Netbus, what would you do.
Hi Guys,
thought i'd post this i would like to get an over view of what you people here at AO would do.
I'm running a fire wall which has recently recorded a couple of inbound tcp connection attemps.
Using tds3 i did an interigation of the recorded ip address and found that netbus was running on port 12345. Within tds3 you have a tcp connect utility, so i made a connection to port 12345 on the remote machine this showed me netbus 1.7x password protected. Now within tds3 you have the ability to disinfect the remote machine. However that would require nowing the password.
The question i would like to ask is what people here would do with this information, crack the password and disinfect, report to the network abuse department ? whatever?
Re: Netbus, what would you do.
Quote:
Originally posted here by jinxy
I'm running a fire wall which has recently recorded a couple of inbound tcp connection attemps.
Using tds3 i did an interigation of the recorded ip address and found that netbus was running on port 12345.
And you also said you were scanned for a netbus server? So his connection tried to hit you on port 12345?
NetBus is not a virus it is a trojan. There are actually 2 programs associated with netbus a client and a server.
Unless somehow NetBus has been incorporated into a new virus which I doubt since every antivirus program has 1.7 in its sigs for quite a few years.
You have no right to disinfect as you say but I do not think you can even do this.

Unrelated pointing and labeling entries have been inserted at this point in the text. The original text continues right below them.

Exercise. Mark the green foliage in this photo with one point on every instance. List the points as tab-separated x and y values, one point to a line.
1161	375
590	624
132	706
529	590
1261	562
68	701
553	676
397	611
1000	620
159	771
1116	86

It would be the same as brute forcing a remote password so I hope you have several super computers and a few years. Not only that but I know people who use netbus as there remote administration. This was a few years ago. Netbus was actually one of the pioneers of remote administration. So the guy may be using it on purpose.
Or the guy could be infected and the 'evil' user is scanning for other netbus servers from the clinet to hide his true ip. Either way you cant go into someones computer without there consent.